Published on Proceedings of the Association for Computing Machinery on Interactive, Mobile, Wearable and Ubiquitous Technologies (IMWUT)/UbiComp 2023

Saif Mahmud, Ke Li, Guilin Hu, Hao Chen, Richard Jin, Ruidong Zhang, François Guimbretière, Cheng Zhang

PDF

In this paper, we introduce PoseSonic, an intelligent acoustic sensing solution for smartglasses that estimates upper body poses. Our system only requires two pairs of microphones and speakers on the hinges of the eyeglasses to emit FMCW-encoded inaudible acoustic signals and receive reflected signals for body pose estimation.

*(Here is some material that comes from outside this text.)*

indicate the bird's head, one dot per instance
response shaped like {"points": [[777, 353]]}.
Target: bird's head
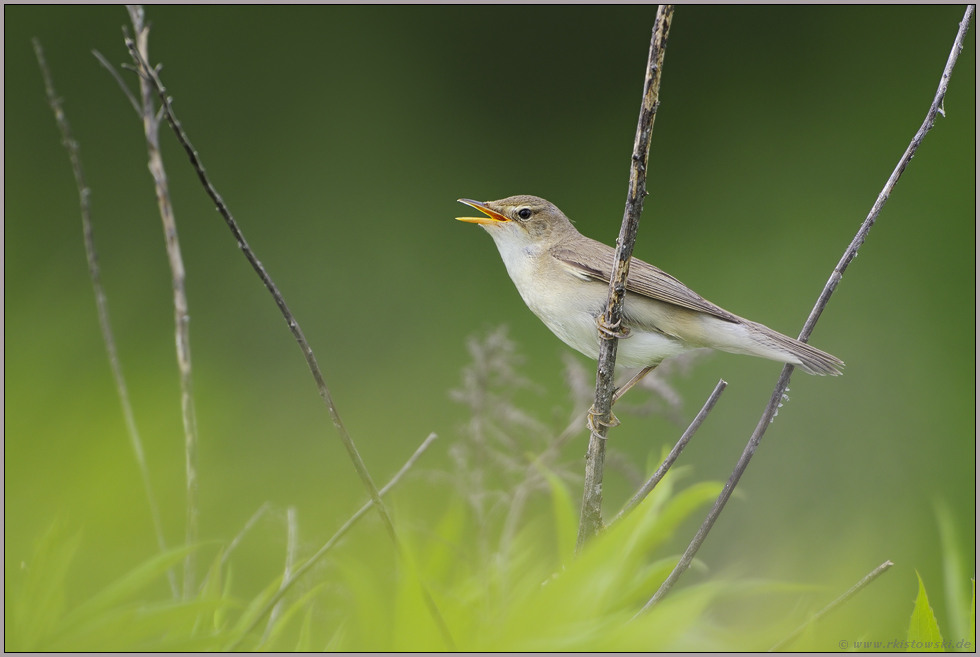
{"points": [[524, 219]]}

Using a customized deep learning model, PoseSonic estimates the 3D positions of 9 body joints including the shoulders, elbows, wrists, hips, and nose. We adopt a cross-modal supervision strategy to train our model using synchronized RGB video frames as ground truth. We conducted in-lab and semi-in-the-wild user studies with 22 participants to evaluate PoseSonic, and our user-independent model achieved a mean per joint position error of 6.17 cm in the lab setting and 14.12 cm in semi-in-the-wild setting when predicting the 9 body joint positions in 3D. Our further studies show that the performance was not significantly impacted by different surroundings or when the devices were remounted or by real-world environmental noise. Finally, we discuss the opportunities, challenges, and limitations of deploying PoseSonic in real-world applications.